Intervient également ici la notion de goût, qui dans le domaine social a nom bienséances, et qui interdit, fût-ce par dérision, ce genre de plaisanteries : la raillerie de l’honnête homme est fine et légère, et celle de Dom Juan cynique.

C’est finalement à Dom Carlos que revient la mission d’incarner l’honnêteté ; or, lui seul sait confondre l’imposteur, à force de maîtrise de soi et de tact. Ni le ressentiment ne l’aveugle, ni la déception ne l’aigrit, ni un désir presque animal, brutal – celui de Dom Alonse – de vengeance d’honneur, de vendetta, ne le pousse. A la politesse, il joint la modération et le jugement :

« Pour l’amour de vous, Monsieur, je n’en dirai rien du tout, et c’est bien la moindre chose que je vous doive, après m’avoir sauvé la vie, que de me taire devant vous d’une personne que vous connaissez, lorsque je ne puis en parler sans en dire du mal ; mais, quelque ami que vous lui soyez, j’ose espérer que vous n’approuverez pas son action… »

L’ironie de situation est à son comble lorsqu’à la fin de la scène, le même s’écrie :

« Que ma destinée est cruelle ! Faut-il que je vous doive la vie, et que Dom Juan soit de vos amis ? »

Mais justement, cette ironie n’est pas le fait de la raillerie volontaire de Dom Carlos. Une fois son frère et leurs renforts apparus, et l’identité de Dom Juan dévoilée, il saura trouver la solution de parfaite élégance : il évite une tuerie déshonorante pour son frère. Ses conseils sont marqués au coin du bon sens et, lui-même le dit, de la modération :

« Mon frère, montrons de la modération dans une action légitime (…) Ayons du cœur dont nous soyons les maîtres, une valeur qui n’ait rien de farouche, et qui se porte aux choses par une pure délibération de notre raison… »

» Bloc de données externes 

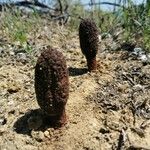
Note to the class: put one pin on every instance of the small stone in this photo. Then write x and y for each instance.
(34, 122)
(11, 53)
(3, 121)
(104, 130)
(2, 131)
(11, 103)
(138, 87)
(46, 134)
(21, 57)
(37, 135)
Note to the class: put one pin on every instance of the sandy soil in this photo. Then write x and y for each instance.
(107, 109)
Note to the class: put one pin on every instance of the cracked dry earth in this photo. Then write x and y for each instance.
(107, 109)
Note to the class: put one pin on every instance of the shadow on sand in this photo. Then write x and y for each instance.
(77, 71)
(34, 120)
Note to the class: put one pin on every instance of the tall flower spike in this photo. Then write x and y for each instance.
(52, 84)
(88, 35)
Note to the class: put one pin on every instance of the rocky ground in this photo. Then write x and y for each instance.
(108, 109)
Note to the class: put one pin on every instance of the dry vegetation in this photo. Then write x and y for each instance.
(107, 109)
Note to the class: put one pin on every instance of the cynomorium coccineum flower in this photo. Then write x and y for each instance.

Voilà le mot révélateur, et les faits répondent à cette noble ambition. Avec le seul Dom Carlos, Dom Juan s’abstient de cynisme et d’insolence, sinon d’hypocrisie : devant l’honnêteté, il se tient sur ses gardes. Il faudra qu’il ait franchi le dernier pas, celui que préfigurait son premier entretien avec Elvire, celui de l’hypocrisie religieuse déclarée pour refuser « que les choses aillent dans la douceur », tout en acceptant le principe du duel ouvertement contraire aux exigences de la religion : soit une dernière contradiction. La malhonnêteté morale conduit à l’incohérence logique, par là au ridicule.

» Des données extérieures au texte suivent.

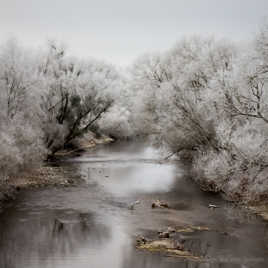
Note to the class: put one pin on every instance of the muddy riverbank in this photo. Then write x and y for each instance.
(92, 224)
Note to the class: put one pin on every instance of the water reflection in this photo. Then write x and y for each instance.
(90, 226)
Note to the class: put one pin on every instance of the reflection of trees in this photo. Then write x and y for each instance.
(55, 234)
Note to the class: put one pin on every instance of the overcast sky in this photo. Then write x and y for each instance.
(120, 30)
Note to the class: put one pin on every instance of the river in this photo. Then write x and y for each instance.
(91, 225)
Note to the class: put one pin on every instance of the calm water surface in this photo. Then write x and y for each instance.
(90, 225)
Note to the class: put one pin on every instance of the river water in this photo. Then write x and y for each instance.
(91, 225)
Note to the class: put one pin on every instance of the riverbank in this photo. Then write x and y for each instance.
(48, 174)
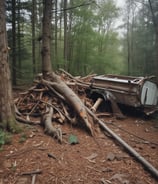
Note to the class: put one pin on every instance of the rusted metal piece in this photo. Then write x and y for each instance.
(132, 91)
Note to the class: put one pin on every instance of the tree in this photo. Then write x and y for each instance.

Le dénouement pyrotechnique est une concession au genre à la mode des pièces à grand spectacle et à machines cependant son caractère invraisemblable et irrationnel constitue un refus de solution raisonnable, et reste donc en accord avec ce qu’a été toute la destinée de Dom Juan, refus de ces solutions moyennes dictées par la volonté d’accommodement, le respect de chacun, des droits de la personne et de la conscience, avec les devoirs qui en résultent respect des engagements, des âmes simples, du père, de l’amour, réduit au plaisir de vanité de la conquête. Contempteur de ses devoirs, cynique railleur de ses victimes, Dom Juan n’a que des dettes, comme le dit parfaitement le dernier mot de Sganarelle : le contraire de l’honnêteté.